Mark Kouptchenenko vit seul dans une grande maison abandonnée à Bakhmout et se rend chaque jour sur les positions de l’armée ukrainienne pour tenter de soulager la détresse de ses frères d’armes soumis au déluge du feu russe.
L’homme, âgé de 26 ans, est aumônier militaire, et son franc-parler détonne avec le discours généralement en vigueur sur « le très haut moral » des soldats engagés sur l’un des points les plus chauds du front de l’est de l’Ukraine.
Le jeune prêtre, qui avant d’entrer dans l’armée a officié dans les prisons puis aux côtés de malades du Covid ou d’enfants en souffrance, a choisi de vivre à l’écart des soldats. « Pour ne pas devenir trop proche », « préserver son image » d’aumônier et accomplir au mieux sa tâche, raconte-t-il à l’AFP.

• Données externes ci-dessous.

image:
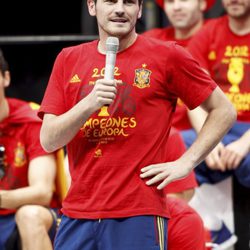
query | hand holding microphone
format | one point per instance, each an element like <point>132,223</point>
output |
<point>105,88</point>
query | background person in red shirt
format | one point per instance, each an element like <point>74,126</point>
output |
<point>27,175</point>
<point>222,49</point>
<point>186,18</point>
<point>117,159</point>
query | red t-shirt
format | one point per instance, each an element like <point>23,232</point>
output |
<point>19,134</point>
<point>227,58</point>
<point>108,152</point>
<point>185,227</point>
<point>180,119</point>
<point>174,149</point>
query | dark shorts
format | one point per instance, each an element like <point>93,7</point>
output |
<point>9,235</point>
<point>205,175</point>
<point>133,233</point>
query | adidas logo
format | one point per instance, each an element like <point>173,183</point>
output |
<point>75,79</point>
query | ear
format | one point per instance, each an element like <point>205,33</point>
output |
<point>91,7</point>
<point>6,79</point>
<point>203,5</point>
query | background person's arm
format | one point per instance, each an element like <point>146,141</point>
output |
<point>220,118</point>
<point>41,178</point>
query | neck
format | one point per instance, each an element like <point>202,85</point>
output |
<point>124,42</point>
<point>4,109</point>
<point>182,34</point>
<point>240,26</point>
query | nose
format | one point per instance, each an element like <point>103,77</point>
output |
<point>119,7</point>
<point>176,4</point>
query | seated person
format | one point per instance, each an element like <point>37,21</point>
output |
<point>27,175</point>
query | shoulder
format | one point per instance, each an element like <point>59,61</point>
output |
<point>214,23</point>
<point>160,33</point>
<point>75,50</point>
<point>157,43</point>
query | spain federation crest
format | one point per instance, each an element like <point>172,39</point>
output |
<point>20,156</point>
<point>142,77</point>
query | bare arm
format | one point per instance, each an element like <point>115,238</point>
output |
<point>221,116</point>
<point>236,151</point>
<point>41,176</point>
<point>57,131</point>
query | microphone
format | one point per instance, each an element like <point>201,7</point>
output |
<point>112,45</point>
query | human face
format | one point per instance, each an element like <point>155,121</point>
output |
<point>237,8</point>
<point>115,17</point>
<point>184,14</point>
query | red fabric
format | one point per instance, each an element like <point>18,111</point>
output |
<point>19,133</point>
<point>210,4</point>
<point>175,148</point>
<point>226,56</point>
<point>180,120</point>
<point>185,227</point>
<point>107,154</point>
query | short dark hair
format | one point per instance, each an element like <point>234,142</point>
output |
<point>140,1</point>
<point>3,63</point>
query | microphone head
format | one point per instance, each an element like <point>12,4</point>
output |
<point>112,44</point>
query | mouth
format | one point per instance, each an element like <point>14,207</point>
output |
<point>119,20</point>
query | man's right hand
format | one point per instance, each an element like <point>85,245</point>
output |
<point>103,93</point>
<point>214,160</point>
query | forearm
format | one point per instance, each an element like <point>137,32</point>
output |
<point>57,131</point>
<point>184,195</point>
<point>13,199</point>
<point>197,118</point>
<point>246,139</point>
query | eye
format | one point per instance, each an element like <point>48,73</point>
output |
<point>130,2</point>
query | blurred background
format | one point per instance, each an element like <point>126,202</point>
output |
<point>33,32</point>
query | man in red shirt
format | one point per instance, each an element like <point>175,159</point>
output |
<point>117,159</point>
<point>186,18</point>
<point>27,175</point>
<point>222,49</point>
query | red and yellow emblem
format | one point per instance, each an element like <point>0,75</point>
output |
<point>20,156</point>
<point>142,77</point>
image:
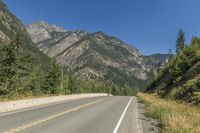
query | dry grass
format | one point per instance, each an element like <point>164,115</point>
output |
<point>174,117</point>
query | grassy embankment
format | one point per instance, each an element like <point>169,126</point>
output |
<point>174,116</point>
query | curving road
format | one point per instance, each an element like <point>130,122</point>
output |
<point>88,115</point>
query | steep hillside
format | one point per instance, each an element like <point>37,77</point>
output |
<point>94,55</point>
<point>11,27</point>
<point>181,78</point>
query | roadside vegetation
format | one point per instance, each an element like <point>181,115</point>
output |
<point>173,116</point>
<point>180,79</point>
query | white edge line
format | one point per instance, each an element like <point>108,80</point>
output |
<point>40,106</point>
<point>122,116</point>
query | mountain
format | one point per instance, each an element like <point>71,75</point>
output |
<point>93,55</point>
<point>180,79</point>
<point>11,27</point>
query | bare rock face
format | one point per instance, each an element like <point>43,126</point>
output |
<point>11,28</point>
<point>41,31</point>
<point>93,55</point>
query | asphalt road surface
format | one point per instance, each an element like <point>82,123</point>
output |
<point>88,115</point>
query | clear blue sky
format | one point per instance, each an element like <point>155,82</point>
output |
<point>149,25</point>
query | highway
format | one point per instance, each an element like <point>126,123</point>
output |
<point>89,115</point>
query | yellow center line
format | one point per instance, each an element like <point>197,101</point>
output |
<point>29,125</point>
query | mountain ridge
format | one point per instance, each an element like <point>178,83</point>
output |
<point>87,55</point>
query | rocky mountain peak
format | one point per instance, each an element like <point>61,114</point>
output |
<point>98,54</point>
<point>41,30</point>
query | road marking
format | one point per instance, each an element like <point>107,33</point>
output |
<point>39,106</point>
<point>29,125</point>
<point>122,116</point>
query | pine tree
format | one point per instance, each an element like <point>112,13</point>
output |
<point>13,66</point>
<point>52,79</point>
<point>180,42</point>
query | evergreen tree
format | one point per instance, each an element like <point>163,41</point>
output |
<point>13,66</point>
<point>72,84</point>
<point>52,79</point>
<point>180,42</point>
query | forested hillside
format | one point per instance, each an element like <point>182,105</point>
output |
<point>180,79</point>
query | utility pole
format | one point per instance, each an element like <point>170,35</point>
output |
<point>62,81</point>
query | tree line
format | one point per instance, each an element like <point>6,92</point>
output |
<point>180,78</point>
<point>19,77</point>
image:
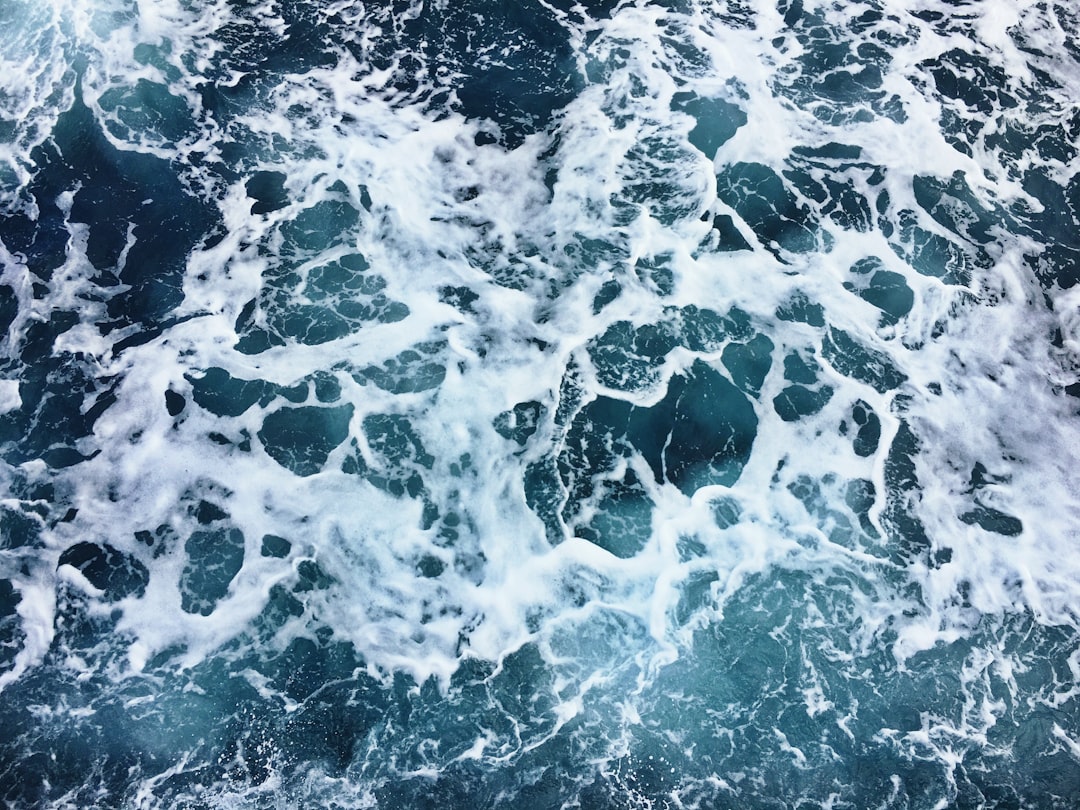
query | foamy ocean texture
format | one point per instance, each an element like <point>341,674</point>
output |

Tous les jours, il va sur le front. « Je parle avec les hommes, je prie, je transmets la parole de Dieu, j’essaye de répondre aux questions difficiles que peuvent poser des hommes qui vivent dans de telles conditions inhumaines », explique-t-il.
Des soldats traumatisés par des combats sans fin
Depuis plus de six mois, les forces russes et les paramilitaires du groupe Wagner tentent, jusqu’ici sans succès, de s’emparer de la ville, au prix de lourdes pertes des deux côtés, et de destructions inimaginables.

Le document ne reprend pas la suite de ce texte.